Speech Command Recognition with Tensorflow.js and React.js
March 26, 2021
There are many AI-powered computer systems nowadays that can use speech-based communication to communicate with humans. The main logic that is used in these types of systems is the ability to recognize speech and perform tasks accordingly.
In this tutorial, we are going to explore the basics of speech/command recognition using a speech-command recognizer model provided by TensorFlow in a React app ecosystem.
We will also demonstrate the use of a system microphone for speech audio input and listen to the audio to make probabilistic predictions. We will learn how to perform speech command recognition in real-time and demonstrate the result of predictions.

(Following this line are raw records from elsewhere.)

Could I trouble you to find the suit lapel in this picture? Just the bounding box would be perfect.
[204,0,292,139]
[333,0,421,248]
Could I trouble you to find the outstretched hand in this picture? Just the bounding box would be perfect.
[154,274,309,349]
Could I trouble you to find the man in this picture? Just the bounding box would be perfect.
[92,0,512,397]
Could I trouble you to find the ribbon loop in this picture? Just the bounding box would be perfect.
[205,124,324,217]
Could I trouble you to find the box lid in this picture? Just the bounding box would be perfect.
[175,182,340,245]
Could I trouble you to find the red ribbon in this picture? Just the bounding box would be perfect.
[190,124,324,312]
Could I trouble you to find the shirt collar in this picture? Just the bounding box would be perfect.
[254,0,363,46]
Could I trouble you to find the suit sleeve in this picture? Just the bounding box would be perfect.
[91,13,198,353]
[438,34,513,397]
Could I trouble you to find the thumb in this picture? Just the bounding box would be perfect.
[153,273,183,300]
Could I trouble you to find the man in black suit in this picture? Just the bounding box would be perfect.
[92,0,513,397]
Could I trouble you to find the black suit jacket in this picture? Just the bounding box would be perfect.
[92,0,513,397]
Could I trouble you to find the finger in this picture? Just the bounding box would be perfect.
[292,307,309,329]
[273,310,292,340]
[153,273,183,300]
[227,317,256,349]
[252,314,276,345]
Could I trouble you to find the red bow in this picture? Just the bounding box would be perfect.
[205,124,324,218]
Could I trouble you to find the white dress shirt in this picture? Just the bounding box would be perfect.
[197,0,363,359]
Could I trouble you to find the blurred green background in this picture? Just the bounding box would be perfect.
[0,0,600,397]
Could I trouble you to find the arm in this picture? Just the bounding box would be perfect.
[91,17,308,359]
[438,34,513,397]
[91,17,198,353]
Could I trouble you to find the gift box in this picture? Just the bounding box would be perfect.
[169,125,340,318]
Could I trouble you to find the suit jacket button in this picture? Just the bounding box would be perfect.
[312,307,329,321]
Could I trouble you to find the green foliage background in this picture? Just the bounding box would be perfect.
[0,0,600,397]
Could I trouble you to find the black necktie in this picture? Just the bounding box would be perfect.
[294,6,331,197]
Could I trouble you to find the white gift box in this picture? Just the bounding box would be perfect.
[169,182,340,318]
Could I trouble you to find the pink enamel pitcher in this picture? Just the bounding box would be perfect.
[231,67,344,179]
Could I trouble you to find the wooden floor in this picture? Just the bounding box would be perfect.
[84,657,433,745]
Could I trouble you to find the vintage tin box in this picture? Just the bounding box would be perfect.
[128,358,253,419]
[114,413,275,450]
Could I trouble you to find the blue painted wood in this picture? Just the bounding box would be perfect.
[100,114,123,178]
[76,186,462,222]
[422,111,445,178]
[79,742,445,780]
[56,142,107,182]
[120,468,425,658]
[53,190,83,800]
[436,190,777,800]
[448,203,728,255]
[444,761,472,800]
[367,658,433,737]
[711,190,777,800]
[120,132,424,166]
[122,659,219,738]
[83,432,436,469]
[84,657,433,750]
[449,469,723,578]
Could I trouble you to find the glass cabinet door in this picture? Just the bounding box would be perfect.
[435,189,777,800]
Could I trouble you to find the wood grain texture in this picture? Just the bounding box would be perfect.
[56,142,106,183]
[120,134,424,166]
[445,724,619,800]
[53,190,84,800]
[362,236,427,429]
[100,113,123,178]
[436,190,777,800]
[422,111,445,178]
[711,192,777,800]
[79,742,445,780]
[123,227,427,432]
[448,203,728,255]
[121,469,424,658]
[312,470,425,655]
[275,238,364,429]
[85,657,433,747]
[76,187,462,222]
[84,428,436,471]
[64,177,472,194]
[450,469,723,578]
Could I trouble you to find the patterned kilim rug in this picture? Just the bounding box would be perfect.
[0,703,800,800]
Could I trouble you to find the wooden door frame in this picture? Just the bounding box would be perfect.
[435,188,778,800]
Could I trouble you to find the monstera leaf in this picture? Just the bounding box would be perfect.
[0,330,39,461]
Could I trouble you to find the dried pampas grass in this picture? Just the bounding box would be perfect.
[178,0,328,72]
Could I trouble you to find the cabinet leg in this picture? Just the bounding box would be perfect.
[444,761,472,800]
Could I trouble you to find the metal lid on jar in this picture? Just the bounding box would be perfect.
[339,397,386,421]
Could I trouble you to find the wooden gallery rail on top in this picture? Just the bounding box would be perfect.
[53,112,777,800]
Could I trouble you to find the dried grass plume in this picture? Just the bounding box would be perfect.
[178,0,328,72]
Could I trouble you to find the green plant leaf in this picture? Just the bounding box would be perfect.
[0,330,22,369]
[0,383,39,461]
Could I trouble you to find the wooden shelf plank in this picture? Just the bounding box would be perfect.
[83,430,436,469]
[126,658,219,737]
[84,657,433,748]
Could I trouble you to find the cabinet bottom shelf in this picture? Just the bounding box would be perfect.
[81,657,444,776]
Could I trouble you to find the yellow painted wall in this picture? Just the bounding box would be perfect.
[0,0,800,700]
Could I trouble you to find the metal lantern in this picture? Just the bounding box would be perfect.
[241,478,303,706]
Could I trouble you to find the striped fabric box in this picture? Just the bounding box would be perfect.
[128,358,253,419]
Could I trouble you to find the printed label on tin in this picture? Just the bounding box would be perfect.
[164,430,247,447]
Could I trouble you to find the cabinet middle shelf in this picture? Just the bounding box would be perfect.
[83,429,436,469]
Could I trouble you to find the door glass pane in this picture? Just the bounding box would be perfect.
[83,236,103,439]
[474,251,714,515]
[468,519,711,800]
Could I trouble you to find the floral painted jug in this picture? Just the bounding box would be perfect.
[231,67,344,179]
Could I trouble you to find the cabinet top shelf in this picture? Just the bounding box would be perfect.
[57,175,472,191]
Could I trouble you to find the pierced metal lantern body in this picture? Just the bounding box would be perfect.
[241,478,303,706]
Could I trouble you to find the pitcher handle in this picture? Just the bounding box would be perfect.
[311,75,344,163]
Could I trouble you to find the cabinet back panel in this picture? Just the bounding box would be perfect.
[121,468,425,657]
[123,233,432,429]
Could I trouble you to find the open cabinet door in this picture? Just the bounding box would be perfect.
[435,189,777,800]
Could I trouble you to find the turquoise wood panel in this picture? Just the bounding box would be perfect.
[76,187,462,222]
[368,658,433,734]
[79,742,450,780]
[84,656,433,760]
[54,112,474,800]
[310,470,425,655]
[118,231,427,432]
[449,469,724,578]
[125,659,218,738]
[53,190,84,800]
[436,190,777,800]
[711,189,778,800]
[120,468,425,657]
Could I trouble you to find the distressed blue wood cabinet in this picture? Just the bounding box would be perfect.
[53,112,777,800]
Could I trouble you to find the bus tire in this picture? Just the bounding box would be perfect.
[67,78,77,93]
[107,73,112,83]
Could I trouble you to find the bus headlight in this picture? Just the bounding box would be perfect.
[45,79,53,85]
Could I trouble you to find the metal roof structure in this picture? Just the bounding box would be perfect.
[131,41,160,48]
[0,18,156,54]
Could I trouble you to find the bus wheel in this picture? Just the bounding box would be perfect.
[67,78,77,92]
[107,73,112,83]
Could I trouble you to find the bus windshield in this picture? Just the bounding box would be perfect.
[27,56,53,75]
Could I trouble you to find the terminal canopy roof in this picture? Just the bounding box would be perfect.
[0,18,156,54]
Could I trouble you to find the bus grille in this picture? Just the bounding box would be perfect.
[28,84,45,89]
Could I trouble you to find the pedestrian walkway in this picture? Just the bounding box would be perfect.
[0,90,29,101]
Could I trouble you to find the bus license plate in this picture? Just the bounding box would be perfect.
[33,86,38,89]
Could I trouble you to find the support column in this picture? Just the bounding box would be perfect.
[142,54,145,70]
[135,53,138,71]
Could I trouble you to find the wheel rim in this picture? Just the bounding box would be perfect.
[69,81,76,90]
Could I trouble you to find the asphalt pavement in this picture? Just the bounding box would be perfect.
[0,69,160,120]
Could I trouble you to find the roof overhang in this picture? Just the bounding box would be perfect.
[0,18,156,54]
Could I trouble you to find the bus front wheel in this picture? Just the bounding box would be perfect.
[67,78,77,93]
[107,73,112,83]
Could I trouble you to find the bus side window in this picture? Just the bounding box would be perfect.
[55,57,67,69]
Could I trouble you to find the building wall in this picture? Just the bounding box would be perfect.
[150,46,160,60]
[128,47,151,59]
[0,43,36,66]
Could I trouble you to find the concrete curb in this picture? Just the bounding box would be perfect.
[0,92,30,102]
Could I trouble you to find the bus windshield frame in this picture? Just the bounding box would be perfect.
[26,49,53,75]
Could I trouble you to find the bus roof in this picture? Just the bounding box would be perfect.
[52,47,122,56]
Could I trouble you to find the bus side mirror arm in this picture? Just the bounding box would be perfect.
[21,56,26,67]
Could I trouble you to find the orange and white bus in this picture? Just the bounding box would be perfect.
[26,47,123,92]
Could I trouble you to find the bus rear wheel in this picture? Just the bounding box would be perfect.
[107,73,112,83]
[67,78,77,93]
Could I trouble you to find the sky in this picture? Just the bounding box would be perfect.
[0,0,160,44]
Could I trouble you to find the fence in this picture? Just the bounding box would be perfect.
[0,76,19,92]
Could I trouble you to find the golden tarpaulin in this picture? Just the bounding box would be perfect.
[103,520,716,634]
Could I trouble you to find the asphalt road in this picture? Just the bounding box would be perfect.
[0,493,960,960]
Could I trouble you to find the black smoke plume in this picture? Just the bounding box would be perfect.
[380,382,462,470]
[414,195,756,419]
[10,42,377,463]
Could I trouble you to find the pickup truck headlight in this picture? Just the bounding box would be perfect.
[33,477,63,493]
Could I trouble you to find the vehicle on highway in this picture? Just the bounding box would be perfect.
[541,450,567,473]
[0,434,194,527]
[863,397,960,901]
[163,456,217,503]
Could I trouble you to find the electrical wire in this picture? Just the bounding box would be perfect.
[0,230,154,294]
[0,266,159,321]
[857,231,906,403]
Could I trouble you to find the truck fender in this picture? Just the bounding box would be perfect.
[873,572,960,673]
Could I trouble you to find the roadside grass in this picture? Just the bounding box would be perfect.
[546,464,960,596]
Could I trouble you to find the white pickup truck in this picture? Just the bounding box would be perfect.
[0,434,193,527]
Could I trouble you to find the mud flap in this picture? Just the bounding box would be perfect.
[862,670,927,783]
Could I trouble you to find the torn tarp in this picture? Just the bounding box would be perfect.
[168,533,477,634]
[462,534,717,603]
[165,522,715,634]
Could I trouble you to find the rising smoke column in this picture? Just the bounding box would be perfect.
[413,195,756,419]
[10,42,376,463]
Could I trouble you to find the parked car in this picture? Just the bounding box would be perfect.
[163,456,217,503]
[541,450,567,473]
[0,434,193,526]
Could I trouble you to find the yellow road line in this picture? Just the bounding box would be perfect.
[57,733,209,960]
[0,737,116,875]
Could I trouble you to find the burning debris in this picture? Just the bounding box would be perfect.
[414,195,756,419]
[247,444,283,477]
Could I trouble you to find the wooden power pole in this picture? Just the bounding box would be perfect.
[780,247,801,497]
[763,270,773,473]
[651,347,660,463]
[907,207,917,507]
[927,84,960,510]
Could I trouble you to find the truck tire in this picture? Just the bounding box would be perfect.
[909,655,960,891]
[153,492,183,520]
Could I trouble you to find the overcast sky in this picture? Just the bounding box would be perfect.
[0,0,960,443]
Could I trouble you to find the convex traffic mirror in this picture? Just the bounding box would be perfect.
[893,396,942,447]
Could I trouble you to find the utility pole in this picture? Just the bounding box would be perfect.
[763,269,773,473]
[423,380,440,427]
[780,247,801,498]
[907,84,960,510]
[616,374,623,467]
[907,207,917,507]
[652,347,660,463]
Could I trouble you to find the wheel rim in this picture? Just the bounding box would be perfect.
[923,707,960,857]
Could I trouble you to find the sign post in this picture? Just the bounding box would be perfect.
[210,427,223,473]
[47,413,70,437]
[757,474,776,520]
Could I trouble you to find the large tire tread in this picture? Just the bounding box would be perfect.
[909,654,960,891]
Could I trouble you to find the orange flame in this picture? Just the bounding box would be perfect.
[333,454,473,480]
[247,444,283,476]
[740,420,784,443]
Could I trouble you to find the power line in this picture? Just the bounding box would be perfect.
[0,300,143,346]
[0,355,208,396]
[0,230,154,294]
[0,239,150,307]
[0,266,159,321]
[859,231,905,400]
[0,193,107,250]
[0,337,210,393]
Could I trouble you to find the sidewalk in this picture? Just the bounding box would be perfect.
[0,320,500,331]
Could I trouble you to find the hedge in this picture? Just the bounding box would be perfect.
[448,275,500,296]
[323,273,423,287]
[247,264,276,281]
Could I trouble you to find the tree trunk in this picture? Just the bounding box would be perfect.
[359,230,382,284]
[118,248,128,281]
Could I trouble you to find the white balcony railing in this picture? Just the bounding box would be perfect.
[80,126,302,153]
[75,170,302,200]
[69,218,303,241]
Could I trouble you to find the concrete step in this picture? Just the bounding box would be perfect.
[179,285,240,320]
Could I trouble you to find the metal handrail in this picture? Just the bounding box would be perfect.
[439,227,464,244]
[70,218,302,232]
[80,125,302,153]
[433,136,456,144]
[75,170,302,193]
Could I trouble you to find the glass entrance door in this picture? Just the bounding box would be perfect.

Then, we are going to load the speech-commands model provided by TensorFlow.org. Feeding the audio data to the model neural network, we are going to listen to the audio and make the predictions. Finally, we will also improve the accuracy of recognition by applying the argmax function to our model.
What we will cover in this tutorial
- How to access the audio data stream from the browser microphone.
- How to be precise with the speech commands using the pre-trained speech-commands model from TensorFlow.
- How to improve the overall prediction/recognition probability by using the argmax function.
Let’s get started!
Create a React project
First, we are going to create a new React App project. For that, we need to run the following command in the required local directory:
npx create-react-app speech_command
Then, we need to open the project in our code editor IDE (VSCode) as shown in the screenshot below:
Now, we can execute the command yarn start
or npm start
to run the project on the port 3000 of our localhost:
Installing Tensorflow.js & Speech command recognition
Now, we are going to install the main TensorFlow.js package along with the speech commands recognition package provided by TensorFlow.org.
To install the package, we need to execute the following command in our project command line or terminal:
yarn add @tensorflow/tfjs @tensorflow-models/speech-commands
- @tensorflow/tfjs: This is the core Tensorflow package based on JavaScript.
- @tensorflow-models/speech-commands: This is a Tensorflow model that enables us to perform recognition of spoken commands.
Importing dependencies
After the successful installation of the required packages. We need to import them in the App.js file of our React project as shown in the code snippet below:
import * as tf from "@tensorflow/tfjs"
import * as speech from "@tensorflow-models/speech-commands"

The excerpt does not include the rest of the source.